We do weekly live streams with several thousand viewers around the world in HLS-only at 7 different bitrates from 64 kbps (audio only) up to 2500 kbps (HD video). We employ a single Wowza Streaming Engine 4.1 on an EC2 c3.2xlarge with all the out-of-the-box settings of HTTP Origin Mode. Only one exception: our HLS sliding window is 5 segments large instead of the default 3. (bigger buffer at the cost of added delay) We have a simple Cloudfront distribution in front of the origin so that we can scale infinitely. (really?)

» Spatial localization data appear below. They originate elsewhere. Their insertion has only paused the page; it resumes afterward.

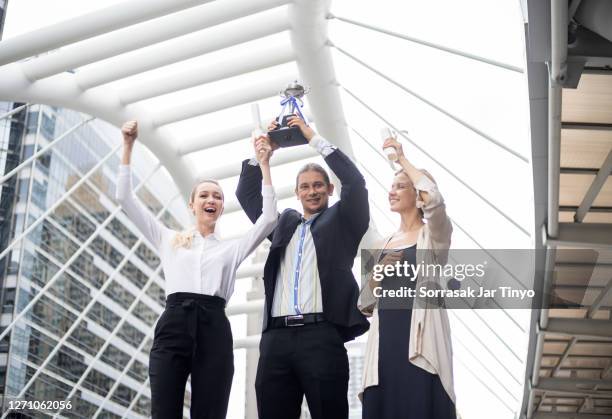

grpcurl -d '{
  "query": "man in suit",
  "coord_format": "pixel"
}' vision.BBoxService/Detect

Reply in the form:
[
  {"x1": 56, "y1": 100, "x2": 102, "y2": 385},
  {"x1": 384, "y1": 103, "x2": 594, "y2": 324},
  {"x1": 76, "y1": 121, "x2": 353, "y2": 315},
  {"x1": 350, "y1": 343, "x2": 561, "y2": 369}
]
[{"x1": 236, "y1": 116, "x2": 370, "y2": 419}]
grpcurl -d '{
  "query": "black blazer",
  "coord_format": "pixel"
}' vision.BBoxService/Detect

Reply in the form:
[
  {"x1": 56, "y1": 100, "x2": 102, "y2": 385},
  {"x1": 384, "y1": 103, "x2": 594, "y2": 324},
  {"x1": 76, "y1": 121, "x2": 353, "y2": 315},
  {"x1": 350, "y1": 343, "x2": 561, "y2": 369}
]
[{"x1": 236, "y1": 149, "x2": 370, "y2": 341}]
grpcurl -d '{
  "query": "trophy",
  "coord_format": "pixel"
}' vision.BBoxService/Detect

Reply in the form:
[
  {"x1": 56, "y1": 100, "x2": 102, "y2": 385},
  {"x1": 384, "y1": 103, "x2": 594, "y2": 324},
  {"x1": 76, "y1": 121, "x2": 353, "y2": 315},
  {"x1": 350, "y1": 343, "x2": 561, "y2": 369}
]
[{"x1": 267, "y1": 80, "x2": 310, "y2": 147}]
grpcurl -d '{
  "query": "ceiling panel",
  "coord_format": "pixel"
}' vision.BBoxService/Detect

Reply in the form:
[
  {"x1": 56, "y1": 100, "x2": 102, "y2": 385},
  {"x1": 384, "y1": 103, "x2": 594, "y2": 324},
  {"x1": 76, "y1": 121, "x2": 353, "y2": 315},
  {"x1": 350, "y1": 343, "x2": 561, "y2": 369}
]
[{"x1": 562, "y1": 74, "x2": 612, "y2": 124}]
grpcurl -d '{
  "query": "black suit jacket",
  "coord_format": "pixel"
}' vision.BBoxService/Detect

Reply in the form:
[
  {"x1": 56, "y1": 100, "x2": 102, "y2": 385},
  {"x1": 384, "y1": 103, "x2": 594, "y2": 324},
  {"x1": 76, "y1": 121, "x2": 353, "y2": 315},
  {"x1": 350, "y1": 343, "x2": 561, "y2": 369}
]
[{"x1": 236, "y1": 149, "x2": 370, "y2": 341}]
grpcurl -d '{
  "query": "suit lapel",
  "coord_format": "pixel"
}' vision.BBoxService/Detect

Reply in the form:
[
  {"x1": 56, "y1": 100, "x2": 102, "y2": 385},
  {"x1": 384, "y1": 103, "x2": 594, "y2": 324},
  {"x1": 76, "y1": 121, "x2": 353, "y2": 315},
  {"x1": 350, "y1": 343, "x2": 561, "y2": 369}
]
[{"x1": 270, "y1": 210, "x2": 301, "y2": 249}]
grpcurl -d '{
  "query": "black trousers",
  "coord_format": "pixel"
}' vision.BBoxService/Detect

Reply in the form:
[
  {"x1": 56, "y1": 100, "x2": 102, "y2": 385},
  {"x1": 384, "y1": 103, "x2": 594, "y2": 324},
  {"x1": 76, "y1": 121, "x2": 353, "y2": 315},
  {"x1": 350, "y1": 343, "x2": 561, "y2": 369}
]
[
  {"x1": 255, "y1": 321, "x2": 349, "y2": 419},
  {"x1": 149, "y1": 292, "x2": 234, "y2": 419}
]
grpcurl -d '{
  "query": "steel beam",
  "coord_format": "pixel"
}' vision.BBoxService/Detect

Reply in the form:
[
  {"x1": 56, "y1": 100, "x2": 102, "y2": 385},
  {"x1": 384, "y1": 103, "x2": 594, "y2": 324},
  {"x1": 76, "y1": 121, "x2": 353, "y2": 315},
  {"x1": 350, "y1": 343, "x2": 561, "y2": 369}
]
[
  {"x1": 0, "y1": 117, "x2": 94, "y2": 186},
  {"x1": 547, "y1": 223, "x2": 612, "y2": 249},
  {"x1": 236, "y1": 263, "x2": 265, "y2": 280},
  {"x1": 226, "y1": 299, "x2": 264, "y2": 316},
  {"x1": 560, "y1": 168, "x2": 601, "y2": 175},
  {"x1": 575, "y1": 149, "x2": 612, "y2": 222},
  {"x1": 223, "y1": 183, "x2": 295, "y2": 214},
  {"x1": 543, "y1": 318, "x2": 612, "y2": 339},
  {"x1": 551, "y1": 0, "x2": 569, "y2": 83},
  {"x1": 119, "y1": 47, "x2": 296, "y2": 104},
  {"x1": 234, "y1": 335, "x2": 261, "y2": 349},
  {"x1": 0, "y1": 66, "x2": 195, "y2": 200},
  {"x1": 178, "y1": 122, "x2": 257, "y2": 155},
  {"x1": 196, "y1": 146, "x2": 318, "y2": 181},
  {"x1": 0, "y1": 0, "x2": 208, "y2": 66},
  {"x1": 562, "y1": 122, "x2": 612, "y2": 131},
  {"x1": 0, "y1": 103, "x2": 29, "y2": 120},
  {"x1": 151, "y1": 74, "x2": 295, "y2": 127},
  {"x1": 177, "y1": 112, "x2": 313, "y2": 156},
  {"x1": 330, "y1": 14, "x2": 523, "y2": 73},
  {"x1": 334, "y1": 44, "x2": 529, "y2": 163},
  {"x1": 535, "y1": 377, "x2": 612, "y2": 397},
  {"x1": 343, "y1": 86, "x2": 531, "y2": 237},
  {"x1": 288, "y1": 0, "x2": 355, "y2": 157},
  {"x1": 75, "y1": 8, "x2": 291, "y2": 89},
  {"x1": 22, "y1": 0, "x2": 290, "y2": 80}
]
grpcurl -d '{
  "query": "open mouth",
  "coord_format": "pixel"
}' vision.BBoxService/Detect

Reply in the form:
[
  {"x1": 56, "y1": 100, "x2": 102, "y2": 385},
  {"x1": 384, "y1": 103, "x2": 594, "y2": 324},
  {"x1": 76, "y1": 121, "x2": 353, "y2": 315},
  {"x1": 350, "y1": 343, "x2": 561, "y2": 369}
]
[{"x1": 204, "y1": 207, "x2": 217, "y2": 213}]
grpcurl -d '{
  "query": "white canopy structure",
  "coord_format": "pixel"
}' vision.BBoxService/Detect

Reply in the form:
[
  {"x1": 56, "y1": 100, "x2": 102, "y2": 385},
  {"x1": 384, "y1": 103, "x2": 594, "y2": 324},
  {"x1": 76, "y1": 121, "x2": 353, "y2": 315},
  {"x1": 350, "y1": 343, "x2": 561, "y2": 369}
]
[
  {"x1": 0, "y1": 0, "x2": 356, "y2": 202},
  {"x1": 0, "y1": 0, "x2": 570, "y2": 418}
]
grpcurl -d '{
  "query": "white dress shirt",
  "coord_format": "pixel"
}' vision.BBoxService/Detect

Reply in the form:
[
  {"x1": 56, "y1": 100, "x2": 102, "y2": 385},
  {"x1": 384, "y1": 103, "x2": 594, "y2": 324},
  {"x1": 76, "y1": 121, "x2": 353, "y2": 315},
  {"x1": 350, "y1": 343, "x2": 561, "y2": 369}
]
[
  {"x1": 116, "y1": 164, "x2": 277, "y2": 301},
  {"x1": 257, "y1": 134, "x2": 337, "y2": 316},
  {"x1": 271, "y1": 212, "x2": 323, "y2": 316}
]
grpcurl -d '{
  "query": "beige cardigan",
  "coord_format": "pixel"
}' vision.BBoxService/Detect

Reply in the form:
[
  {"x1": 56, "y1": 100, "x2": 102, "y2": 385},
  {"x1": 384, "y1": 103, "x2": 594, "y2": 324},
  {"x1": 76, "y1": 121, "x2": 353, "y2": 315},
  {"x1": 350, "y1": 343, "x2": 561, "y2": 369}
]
[{"x1": 359, "y1": 176, "x2": 455, "y2": 404}]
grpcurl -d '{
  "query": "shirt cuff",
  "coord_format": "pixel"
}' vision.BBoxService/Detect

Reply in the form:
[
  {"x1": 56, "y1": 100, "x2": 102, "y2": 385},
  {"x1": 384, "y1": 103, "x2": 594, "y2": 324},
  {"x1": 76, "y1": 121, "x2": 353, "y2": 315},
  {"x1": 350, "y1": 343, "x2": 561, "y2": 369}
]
[
  {"x1": 262, "y1": 184, "x2": 275, "y2": 197},
  {"x1": 414, "y1": 176, "x2": 436, "y2": 193},
  {"x1": 248, "y1": 157, "x2": 259, "y2": 166},
  {"x1": 414, "y1": 176, "x2": 443, "y2": 210},
  {"x1": 309, "y1": 134, "x2": 337, "y2": 157}
]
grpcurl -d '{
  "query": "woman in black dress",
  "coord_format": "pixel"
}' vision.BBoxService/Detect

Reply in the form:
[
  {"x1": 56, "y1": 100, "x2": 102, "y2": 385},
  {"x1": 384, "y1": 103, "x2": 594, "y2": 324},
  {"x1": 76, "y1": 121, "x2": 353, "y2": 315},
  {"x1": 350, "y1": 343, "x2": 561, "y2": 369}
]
[{"x1": 360, "y1": 135, "x2": 456, "y2": 419}]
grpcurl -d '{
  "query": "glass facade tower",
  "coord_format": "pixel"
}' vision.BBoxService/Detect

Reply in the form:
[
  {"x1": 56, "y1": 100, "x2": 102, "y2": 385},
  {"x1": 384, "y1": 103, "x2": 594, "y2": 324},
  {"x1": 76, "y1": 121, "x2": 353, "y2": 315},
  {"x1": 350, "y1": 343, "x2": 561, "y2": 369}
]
[{"x1": 0, "y1": 104, "x2": 189, "y2": 418}]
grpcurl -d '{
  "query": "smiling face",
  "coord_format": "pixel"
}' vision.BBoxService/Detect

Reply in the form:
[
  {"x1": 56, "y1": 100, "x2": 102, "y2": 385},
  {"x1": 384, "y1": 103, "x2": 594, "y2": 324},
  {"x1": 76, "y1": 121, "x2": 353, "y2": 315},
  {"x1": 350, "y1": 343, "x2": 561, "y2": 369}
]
[
  {"x1": 188, "y1": 181, "x2": 224, "y2": 224},
  {"x1": 295, "y1": 169, "x2": 334, "y2": 218},
  {"x1": 388, "y1": 172, "x2": 418, "y2": 213}
]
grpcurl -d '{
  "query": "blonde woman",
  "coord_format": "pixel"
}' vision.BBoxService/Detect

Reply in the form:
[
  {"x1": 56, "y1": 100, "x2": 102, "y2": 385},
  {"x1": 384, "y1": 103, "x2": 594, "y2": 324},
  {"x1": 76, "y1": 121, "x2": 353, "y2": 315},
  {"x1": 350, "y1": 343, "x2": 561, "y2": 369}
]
[
  {"x1": 360, "y1": 137, "x2": 456, "y2": 419},
  {"x1": 116, "y1": 121, "x2": 277, "y2": 419}
]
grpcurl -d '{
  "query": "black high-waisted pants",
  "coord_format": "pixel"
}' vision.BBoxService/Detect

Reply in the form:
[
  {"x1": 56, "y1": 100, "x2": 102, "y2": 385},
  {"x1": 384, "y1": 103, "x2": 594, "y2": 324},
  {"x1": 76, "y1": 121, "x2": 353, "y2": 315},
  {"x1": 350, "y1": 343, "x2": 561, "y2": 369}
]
[{"x1": 149, "y1": 292, "x2": 233, "y2": 419}]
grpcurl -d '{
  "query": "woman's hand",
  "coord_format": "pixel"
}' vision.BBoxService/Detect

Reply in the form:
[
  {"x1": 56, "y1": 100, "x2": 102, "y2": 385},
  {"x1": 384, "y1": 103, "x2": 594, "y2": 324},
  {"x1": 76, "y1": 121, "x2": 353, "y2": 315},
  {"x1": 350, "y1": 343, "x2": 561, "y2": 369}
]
[
  {"x1": 121, "y1": 121, "x2": 138, "y2": 165},
  {"x1": 254, "y1": 134, "x2": 273, "y2": 166},
  {"x1": 382, "y1": 137, "x2": 405, "y2": 161},
  {"x1": 287, "y1": 115, "x2": 315, "y2": 142},
  {"x1": 121, "y1": 121, "x2": 138, "y2": 147}
]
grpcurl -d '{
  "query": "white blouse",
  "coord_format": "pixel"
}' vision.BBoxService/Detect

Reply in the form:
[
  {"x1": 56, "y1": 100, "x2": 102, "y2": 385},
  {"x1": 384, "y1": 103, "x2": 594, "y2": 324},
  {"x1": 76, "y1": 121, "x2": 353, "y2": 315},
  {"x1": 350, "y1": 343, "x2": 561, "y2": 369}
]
[{"x1": 116, "y1": 165, "x2": 277, "y2": 301}]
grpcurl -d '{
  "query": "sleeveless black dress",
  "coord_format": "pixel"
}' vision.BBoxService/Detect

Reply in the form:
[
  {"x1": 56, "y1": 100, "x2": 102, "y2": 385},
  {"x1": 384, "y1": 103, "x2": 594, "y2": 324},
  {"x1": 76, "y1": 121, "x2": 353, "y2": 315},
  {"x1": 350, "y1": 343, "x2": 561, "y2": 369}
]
[{"x1": 362, "y1": 245, "x2": 456, "y2": 419}]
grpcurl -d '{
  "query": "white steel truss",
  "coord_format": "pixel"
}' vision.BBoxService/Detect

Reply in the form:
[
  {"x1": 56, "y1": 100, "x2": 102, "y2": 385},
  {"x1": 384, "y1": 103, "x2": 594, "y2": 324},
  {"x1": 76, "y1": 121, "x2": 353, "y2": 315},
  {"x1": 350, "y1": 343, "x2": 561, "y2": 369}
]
[{"x1": 0, "y1": 1, "x2": 540, "y2": 418}]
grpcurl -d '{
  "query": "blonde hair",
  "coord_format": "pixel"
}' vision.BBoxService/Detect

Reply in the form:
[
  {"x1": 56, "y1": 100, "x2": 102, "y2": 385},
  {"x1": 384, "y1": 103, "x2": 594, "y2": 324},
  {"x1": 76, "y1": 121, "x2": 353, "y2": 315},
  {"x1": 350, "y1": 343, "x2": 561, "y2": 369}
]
[
  {"x1": 394, "y1": 169, "x2": 437, "y2": 218},
  {"x1": 172, "y1": 179, "x2": 223, "y2": 249},
  {"x1": 172, "y1": 228, "x2": 196, "y2": 249}
]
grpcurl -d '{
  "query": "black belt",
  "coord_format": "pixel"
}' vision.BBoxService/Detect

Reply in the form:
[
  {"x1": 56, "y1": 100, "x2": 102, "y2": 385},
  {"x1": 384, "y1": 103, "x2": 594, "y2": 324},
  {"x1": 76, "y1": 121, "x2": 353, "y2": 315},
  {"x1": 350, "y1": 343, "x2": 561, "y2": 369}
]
[
  {"x1": 164, "y1": 293, "x2": 226, "y2": 356},
  {"x1": 165, "y1": 292, "x2": 226, "y2": 309},
  {"x1": 269, "y1": 313, "x2": 326, "y2": 328}
]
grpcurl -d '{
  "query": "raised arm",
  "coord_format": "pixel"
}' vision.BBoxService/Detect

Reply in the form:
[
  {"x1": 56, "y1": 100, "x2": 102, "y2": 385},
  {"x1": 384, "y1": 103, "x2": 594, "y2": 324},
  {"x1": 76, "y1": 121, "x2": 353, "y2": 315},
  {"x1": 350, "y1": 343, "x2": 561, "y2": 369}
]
[
  {"x1": 384, "y1": 136, "x2": 432, "y2": 205},
  {"x1": 115, "y1": 121, "x2": 165, "y2": 250},
  {"x1": 236, "y1": 127, "x2": 280, "y2": 227},
  {"x1": 324, "y1": 146, "x2": 369, "y2": 236},
  {"x1": 234, "y1": 137, "x2": 278, "y2": 262},
  {"x1": 287, "y1": 116, "x2": 369, "y2": 237},
  {"x1": 415, "y1": 175, "x2": 452, "y2": 261},
  {"x1": 236, "y1": 158, "x2": 264, "y2": 224},
  {"x1": 383, "y1": 136, "x2": 452, "y2": 256}
]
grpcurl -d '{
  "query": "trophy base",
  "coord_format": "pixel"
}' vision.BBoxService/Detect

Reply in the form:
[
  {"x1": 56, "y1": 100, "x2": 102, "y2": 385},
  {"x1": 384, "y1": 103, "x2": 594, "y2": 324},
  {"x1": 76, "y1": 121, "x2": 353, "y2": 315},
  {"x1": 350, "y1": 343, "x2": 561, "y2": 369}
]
[{"x1": 268, "y1": 126, "x2": 308, "y2": 148}]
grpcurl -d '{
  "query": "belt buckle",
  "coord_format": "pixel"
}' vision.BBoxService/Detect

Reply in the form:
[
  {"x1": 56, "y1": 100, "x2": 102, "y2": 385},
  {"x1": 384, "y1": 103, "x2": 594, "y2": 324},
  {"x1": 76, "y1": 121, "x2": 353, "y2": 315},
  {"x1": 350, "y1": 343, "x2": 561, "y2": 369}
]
[{"x1": 285, "y1": 314, "x2": 304, "y2": 327}]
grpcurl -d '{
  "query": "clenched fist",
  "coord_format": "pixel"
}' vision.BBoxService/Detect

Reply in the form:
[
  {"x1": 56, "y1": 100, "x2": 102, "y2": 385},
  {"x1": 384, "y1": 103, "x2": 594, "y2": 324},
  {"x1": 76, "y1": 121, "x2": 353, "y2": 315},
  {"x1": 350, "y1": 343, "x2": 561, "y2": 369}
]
[{"x1": 121, "y1": 121, "x2": 138, "y2": 145}]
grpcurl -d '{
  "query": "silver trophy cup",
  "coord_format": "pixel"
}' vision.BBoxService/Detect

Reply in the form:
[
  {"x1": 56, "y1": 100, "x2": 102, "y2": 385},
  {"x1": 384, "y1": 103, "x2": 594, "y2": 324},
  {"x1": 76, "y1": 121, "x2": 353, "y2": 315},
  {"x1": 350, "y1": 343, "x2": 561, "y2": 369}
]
[{"x1": 268, "y1": 81, "x2": 310, "y2": 147}]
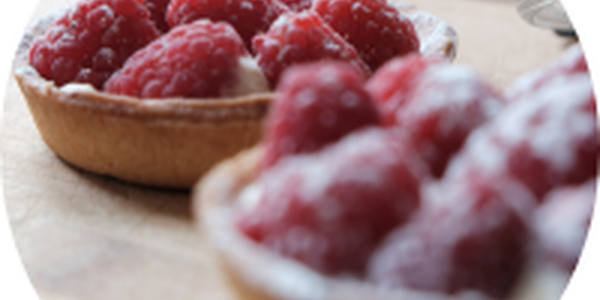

Last week, our origin peaked out at 1,000 mbps egress (outgoing) bandwidth. This, in theory, should be impossible. The theoretical limit should be 50 edge locations x 8 mbps (all bitrates added together) = 400 mbps + a little extra for the ongoing requests of the m3u8 chunk list. Even at the most popular edges (FRA6 + FRA50) our cache hit ratio was below 70%.
Why is this and has anybody else experienced the same problem?
Does anyone know of any workarounds to lower the amount of egress (outgoing) bandwidth from the origin?
Does anyone know how to improve the cache hit ratio? Fewer bitrates? Shorter HLS segments < 10 seconds? Non-default max-age durations in the cache header? Fewer Cloudfront edge locations?